Opened 5 years ago
Closed 5 years ago
#1875 closed enhancement (duplicate)
allow configuring upstreams as HTTP2 to prevent high latency for SSL connects
Reported by: | Owned by: | ||
---|---|---|---|
Priority: | minor | Milestone: | nginx-1.17 |
Component: | nginx-module | Version: | 1.17.x |
Keywords: | proxy upstream http2 | Cc: | |
uname -a: | Linux t-lb-int01-l 3.10.0-1062.1.1.el7.x86_64 #1 SMP Fri Sep 13 22:55:44 UTC 2019 x86_64 x86_64 x86_64 GNU/Linux | ||
nginx -V: |
nginx version: nginx/1.16.1
built by gcc 4.8.5 20150623 (Red Hat 4.8.5-36) (GCC) built with OpenSSL 1.0.2k-fips 26 Jan 2017 TLS SNI support enabled configure arguments: --prefix=/etc/nginx --sbin-path=/usr/sbin/nginx --modules-path=/usr/lib64/nginx/modules --conf-path=/etc/nginx/nginx.conf --error-log-path=/var/log/nginx/error.log --http-log-path=/var/log/nginx/access.log --pid-path=/var/run/nginx.pid --lock-path=/var/run/nginx.lock --http-client-body-temp-path=/var/cache/nginx/client_temp --http-proxy-temp-path=/var/cache/nginx/proxy_temp --http-fastcgi-temp-path=/var/cache/nginx/fastcgi_temp --http-uwsgi-temp-path=/var/cache/nginx/uwsgi_temp --http-scgi-temp-path=/var/cache/nginx/scgi_temp --user=nginx --group=nginx --with-compat --with-file-aio --with-threads --with-http_addition_module --with-http_auth_request_module --with-http_dav_module --with-http_flv_module --with-http_gunzip_module --with-http_gzip_static_module --with-http_mp4_module --with-http_random_index_module --with-http_realip_module --with-http_secure_link_module --with-http_slice_module --with-http_ssl_module --with-http_stub_status_module --with-http_sub_module --with-http_v2_module --with-mail --with-mail_ssl_module --with-stream --with-stream_realip_module --with-stream_ssl_module --with-stream_ssl_preread_module --with-cc-opt='-O2 -g -pipe -Wall -Wp,-D_FORTIFY_SOURCE=2 -fexceptions -fstack-protector-strong --param=ssp-buffer-size=4 -grecord-gcc-switches -m64 -mtune=generic -fPIC' --with-ld-opt='-Wl,-z,relro -Wl,-z,now -pie' |
Description
TL;DR; While configuring upstreams, one should be able to configure them as HTTP2.

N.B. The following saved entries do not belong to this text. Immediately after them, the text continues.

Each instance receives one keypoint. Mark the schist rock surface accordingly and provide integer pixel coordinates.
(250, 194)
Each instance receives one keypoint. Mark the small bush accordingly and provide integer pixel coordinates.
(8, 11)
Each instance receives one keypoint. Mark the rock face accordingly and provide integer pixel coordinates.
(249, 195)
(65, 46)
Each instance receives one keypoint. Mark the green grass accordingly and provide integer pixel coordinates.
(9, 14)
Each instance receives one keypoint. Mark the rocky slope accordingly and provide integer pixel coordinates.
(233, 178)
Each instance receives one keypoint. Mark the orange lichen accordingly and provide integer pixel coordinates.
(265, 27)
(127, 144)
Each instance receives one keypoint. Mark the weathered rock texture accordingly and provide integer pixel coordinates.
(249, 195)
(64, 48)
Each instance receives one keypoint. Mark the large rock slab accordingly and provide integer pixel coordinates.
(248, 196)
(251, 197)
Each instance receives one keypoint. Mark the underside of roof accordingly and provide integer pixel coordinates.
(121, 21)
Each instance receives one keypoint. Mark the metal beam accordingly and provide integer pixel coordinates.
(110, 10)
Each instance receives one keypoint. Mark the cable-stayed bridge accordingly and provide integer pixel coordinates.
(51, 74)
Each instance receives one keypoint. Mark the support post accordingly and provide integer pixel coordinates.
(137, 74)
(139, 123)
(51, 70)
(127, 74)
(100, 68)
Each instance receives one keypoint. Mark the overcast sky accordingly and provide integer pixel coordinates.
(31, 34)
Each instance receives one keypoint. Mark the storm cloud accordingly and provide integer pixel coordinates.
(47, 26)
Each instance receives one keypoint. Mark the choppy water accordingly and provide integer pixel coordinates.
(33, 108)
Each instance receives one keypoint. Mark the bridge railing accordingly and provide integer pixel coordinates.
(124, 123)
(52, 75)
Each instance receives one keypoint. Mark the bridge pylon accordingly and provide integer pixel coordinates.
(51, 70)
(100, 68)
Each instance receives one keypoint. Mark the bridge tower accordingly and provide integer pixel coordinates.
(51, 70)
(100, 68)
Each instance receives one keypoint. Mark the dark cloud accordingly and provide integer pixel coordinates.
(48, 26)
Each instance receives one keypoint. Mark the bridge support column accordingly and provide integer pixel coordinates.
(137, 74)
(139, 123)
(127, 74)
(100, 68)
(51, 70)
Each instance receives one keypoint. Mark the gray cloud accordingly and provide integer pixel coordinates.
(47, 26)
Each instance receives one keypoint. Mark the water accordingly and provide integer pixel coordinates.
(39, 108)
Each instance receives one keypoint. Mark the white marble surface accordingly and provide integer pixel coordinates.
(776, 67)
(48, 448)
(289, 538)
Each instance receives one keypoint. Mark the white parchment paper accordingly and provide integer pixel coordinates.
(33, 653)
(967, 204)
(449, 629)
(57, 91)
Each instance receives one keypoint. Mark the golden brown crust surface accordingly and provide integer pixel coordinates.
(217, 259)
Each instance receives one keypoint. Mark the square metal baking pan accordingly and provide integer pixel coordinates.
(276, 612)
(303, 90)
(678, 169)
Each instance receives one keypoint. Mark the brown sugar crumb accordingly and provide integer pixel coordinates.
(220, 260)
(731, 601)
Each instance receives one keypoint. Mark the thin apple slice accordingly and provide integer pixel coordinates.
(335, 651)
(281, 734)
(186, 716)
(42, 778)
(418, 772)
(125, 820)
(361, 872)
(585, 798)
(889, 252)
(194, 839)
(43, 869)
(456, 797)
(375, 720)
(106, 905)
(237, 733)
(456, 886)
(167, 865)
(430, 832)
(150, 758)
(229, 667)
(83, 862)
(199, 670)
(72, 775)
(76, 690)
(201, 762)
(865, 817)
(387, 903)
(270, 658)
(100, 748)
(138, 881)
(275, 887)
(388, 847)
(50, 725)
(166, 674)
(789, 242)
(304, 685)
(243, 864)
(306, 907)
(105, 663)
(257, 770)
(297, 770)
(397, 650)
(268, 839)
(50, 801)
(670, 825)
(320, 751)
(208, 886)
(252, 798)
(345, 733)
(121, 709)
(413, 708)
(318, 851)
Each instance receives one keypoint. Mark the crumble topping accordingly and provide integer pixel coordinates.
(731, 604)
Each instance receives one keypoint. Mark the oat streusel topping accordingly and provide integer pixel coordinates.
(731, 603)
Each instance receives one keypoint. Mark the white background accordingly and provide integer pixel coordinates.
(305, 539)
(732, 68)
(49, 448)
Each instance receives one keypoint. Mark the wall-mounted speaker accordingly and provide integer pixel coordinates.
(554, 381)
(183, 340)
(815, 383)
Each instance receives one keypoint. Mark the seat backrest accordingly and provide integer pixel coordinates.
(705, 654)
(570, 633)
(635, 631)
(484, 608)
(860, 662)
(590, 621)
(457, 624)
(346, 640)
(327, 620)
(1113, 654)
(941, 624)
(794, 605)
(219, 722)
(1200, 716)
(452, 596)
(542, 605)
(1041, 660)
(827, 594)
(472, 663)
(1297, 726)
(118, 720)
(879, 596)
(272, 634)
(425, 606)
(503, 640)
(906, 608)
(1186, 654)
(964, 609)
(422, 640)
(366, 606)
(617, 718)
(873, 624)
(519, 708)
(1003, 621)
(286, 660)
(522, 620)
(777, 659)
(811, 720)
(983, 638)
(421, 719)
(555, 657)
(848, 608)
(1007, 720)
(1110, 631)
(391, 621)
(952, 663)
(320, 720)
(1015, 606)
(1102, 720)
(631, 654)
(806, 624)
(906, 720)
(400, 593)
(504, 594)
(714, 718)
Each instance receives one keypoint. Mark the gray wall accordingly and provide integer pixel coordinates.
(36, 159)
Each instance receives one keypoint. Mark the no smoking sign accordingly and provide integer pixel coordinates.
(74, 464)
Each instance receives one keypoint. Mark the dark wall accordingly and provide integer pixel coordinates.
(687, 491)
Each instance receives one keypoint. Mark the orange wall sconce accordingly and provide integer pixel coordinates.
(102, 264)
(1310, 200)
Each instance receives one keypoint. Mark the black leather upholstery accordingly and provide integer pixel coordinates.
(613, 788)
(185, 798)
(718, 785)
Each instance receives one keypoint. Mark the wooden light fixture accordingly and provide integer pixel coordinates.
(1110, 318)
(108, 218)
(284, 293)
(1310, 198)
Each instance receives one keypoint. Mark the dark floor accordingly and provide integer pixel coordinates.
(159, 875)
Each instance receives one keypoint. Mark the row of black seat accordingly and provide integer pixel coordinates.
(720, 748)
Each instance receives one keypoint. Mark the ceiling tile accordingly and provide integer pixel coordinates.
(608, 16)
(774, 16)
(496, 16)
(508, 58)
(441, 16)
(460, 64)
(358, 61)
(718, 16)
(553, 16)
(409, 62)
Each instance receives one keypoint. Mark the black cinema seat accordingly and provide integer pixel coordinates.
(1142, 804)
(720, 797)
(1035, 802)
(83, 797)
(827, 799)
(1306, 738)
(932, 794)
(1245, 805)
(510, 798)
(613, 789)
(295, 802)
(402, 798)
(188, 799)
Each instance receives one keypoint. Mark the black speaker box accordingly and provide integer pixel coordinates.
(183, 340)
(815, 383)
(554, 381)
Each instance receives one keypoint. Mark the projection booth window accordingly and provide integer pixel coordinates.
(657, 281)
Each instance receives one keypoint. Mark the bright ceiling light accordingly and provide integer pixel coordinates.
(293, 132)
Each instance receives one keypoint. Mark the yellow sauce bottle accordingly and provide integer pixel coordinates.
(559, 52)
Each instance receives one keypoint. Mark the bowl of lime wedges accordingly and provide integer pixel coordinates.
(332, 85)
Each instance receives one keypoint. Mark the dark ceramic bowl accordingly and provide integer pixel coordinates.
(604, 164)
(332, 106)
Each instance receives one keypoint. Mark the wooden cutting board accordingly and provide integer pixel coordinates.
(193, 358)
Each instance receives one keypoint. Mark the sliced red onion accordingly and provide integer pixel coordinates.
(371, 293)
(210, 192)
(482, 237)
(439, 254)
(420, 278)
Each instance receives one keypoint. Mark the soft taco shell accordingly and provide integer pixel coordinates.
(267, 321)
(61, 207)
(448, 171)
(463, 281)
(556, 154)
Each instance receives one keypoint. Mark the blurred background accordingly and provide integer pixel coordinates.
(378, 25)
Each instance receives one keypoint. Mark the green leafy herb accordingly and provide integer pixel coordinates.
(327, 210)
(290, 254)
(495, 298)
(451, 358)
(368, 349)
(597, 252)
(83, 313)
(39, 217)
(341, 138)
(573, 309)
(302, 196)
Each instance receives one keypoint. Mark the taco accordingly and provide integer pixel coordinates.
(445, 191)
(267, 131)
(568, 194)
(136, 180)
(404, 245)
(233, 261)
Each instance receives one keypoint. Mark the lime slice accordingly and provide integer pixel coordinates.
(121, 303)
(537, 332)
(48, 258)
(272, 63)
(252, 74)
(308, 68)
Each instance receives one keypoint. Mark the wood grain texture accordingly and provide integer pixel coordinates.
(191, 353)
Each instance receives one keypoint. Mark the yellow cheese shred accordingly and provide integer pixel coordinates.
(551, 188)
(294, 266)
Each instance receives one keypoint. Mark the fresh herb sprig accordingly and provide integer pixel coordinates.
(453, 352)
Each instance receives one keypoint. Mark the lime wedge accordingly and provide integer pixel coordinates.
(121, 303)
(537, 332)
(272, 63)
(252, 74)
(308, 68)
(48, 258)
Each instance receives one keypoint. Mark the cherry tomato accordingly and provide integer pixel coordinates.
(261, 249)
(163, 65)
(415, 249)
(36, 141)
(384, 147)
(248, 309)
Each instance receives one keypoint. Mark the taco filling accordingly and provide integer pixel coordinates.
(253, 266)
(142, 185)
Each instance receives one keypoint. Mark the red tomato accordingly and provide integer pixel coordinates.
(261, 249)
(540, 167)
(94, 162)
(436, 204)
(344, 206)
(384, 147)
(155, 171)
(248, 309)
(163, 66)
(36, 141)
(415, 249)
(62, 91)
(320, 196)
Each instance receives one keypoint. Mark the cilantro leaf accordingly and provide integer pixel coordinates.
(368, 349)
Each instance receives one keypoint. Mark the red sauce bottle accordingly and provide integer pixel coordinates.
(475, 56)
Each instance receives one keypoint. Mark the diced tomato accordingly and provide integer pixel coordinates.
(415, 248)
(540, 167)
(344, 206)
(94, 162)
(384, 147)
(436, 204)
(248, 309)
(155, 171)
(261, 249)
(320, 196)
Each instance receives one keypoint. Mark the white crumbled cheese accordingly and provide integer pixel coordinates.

This way a connection to the upstream should be kept alive, and allowing a high rate of requests to pass through e.g. a reverse proxy.
Allowing this would greatly decrease the resources (CPU and RAM) usage of e.g. backends with SSL termination. This is due to the SSL handshake will be done when connecting, and all other requests should be "multiplexed" in the long-lasting connections to the backend upstreams.
Configuring upstreams like this would prevent e.g. plaintext data from being sent between sites (e.g. data-centers)
example configuration:
upstream h2backend { server backend1.example.com:443 http2; server backend2.example.com:443 http2; } server { location / { proxy_pass http://h2backend; } }
There might be a better/alternative solution to this, which would not confuse users to think that this would allow "http2 push". This suggested solution is only meant for preventing high latency and high resource usage for SSL connections (handshakes) to backend upstreams, strictly configured with SSL.
To reduce latency of SSL handshakes, there is SSL session reuse, which is enabled by default. Further, there is keepalive to keep connection alive. As for multiplexing, it is believed to be a bad idea for backend connections, as it is subject to head-of-line-blocking and also affected by congestion problems. Further, if you really need HTTP/2 as a protocol for upstream connections for some reason, you can do so by using grpc_pass. Closing this as a duplicate of #923, see comments there for more details.